Temperature breaks a tomato sauce makes
Temperature plays an important role in the processing of tomatoes, and offers a convenient way to manipulate their properties. In the processing of tomatoes, there exist a “hot break,” “warm break,” and “cold break” method for preferential preservation of attributes. The hot break is performed at 100 °C preserving only the pectin for a thick and highly viscous paste. The warm break heats to about 79 °C, and while flavour is preserved, colour is not. Finally, the cold break method at 66 °C preserves both colour and flavor. This method is best for producing tomato sauce, which may then also be reconstituted into tomato juice or pulp.
Paste and purée and sauce, oh my!
The tomato is a versatile but volatile fruit with great potential and plentiful pitfalls. Processed tomatoes are generally broken down into paste, purée, and sauce according to their viscosity. Tomato paste often requires many hours of reduction in a sauce making machine to concentrate its characteristic potency and flavor. To contrast, tomato sauce may be produced in practically minutes from raw tomatoes, requiring only the preparation and some time in a tomato press, before mixing.

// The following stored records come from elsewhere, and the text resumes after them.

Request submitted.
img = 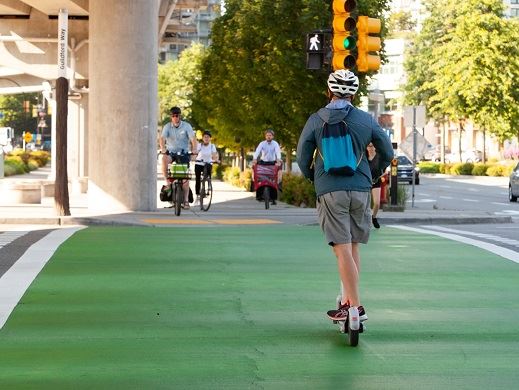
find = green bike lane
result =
[0,225,519,389]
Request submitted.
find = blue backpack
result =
[318,121,362,176]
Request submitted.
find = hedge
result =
[4,150,50,176]
[418,161,516,176]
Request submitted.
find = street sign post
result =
[404,106,426,207]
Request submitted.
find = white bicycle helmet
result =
[328,69,359,98]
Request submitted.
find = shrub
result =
[418,161,440,173]
[29,150,50,167]
[487,164,508,176]
[4,155,29,176]
[223,167,252,190]
[281,173,316,207]
[439,164,452,175]
[213,164,229,180]
[450,163,474,175]
[472,163,489,176]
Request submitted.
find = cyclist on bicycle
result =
[159,106,197,209]
[252,129,281,166]
[195,131,218,201]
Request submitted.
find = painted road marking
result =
[142,218,282,225]
[390,225,519,264]
[428,225,519,248]
[0,231,27,249]
[0,226,85,329]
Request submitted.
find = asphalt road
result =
[406,175,519,217]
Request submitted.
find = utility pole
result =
[54,9,70,216]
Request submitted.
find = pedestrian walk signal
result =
[306,33,326,69]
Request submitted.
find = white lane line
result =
[0,232,27,249]
[390,225,519,264]
[422,225,519,248]
[0,226,84,329]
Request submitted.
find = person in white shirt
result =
[252,129,281,165]
[195,131,218,199]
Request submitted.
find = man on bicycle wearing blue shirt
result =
[159,106,197,209]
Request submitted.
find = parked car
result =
[396,154,420,185]
[508,163,519,202]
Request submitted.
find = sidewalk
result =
[0,167,513,226]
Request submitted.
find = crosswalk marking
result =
[0,232,27,249]
[429,225,519,248]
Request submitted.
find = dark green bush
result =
[418,161,440,173]
[450,163,474,175]
[281,173,316,207]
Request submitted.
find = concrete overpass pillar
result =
[88,0,158,211]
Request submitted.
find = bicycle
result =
[253,162,280,209]
[161,152,191,216]
[197,161,217,211]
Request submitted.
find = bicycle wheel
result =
[200,179,213,211]
[263,186,270,209]
[174,181,184,217]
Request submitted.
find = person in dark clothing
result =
[366,143,383,229]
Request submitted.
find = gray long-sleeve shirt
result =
[297,105,394,196]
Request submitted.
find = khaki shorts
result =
[317,191,371,246]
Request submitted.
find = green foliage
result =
[193,0,388,150]
[450,163,474,175]
[472,163,489,176]
[281,173,316,207]
[29,150,50,167]
[439,164,452,175]
[487,164,508,176]
[405,0,519,140]
[418,161,440,173]
[0,93,38,137]
[4,150,50,176]
[223,167,252,190]
[4,155,29,176]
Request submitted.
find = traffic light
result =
[306,32,326,69]
[332,0,357,70]
[357,16,381,73]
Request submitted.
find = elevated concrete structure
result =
[0,0,214,211]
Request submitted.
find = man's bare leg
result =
[333,243,360,306]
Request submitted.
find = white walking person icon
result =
[310,34,321,50]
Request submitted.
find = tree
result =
[405,0,519,140]
[193,0,387,159]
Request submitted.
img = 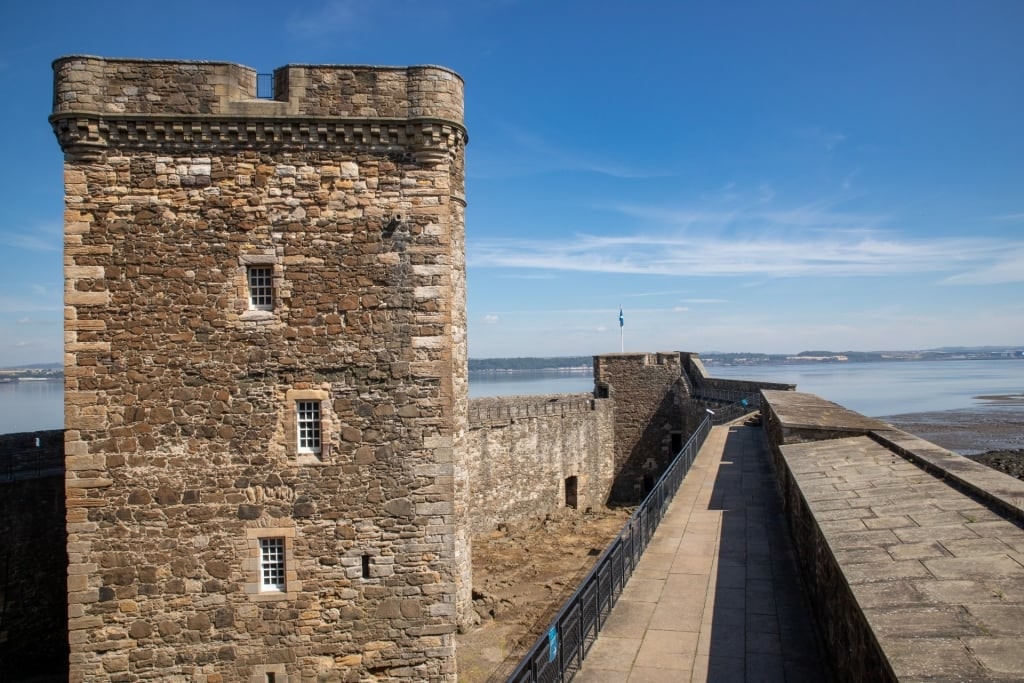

Tomato purée offers something in between, with a thicker body and richer taste thanks to its higher concentration of tomato solids. Producing paste will require equipment such as stainless steel food mills and pressing machines capable of meeting the pre-processing needs, like temperature breaking and skin removal. Producing quality sauce necessitates an understanding of the many factors such as density sugar and ingredients influencing the final taste.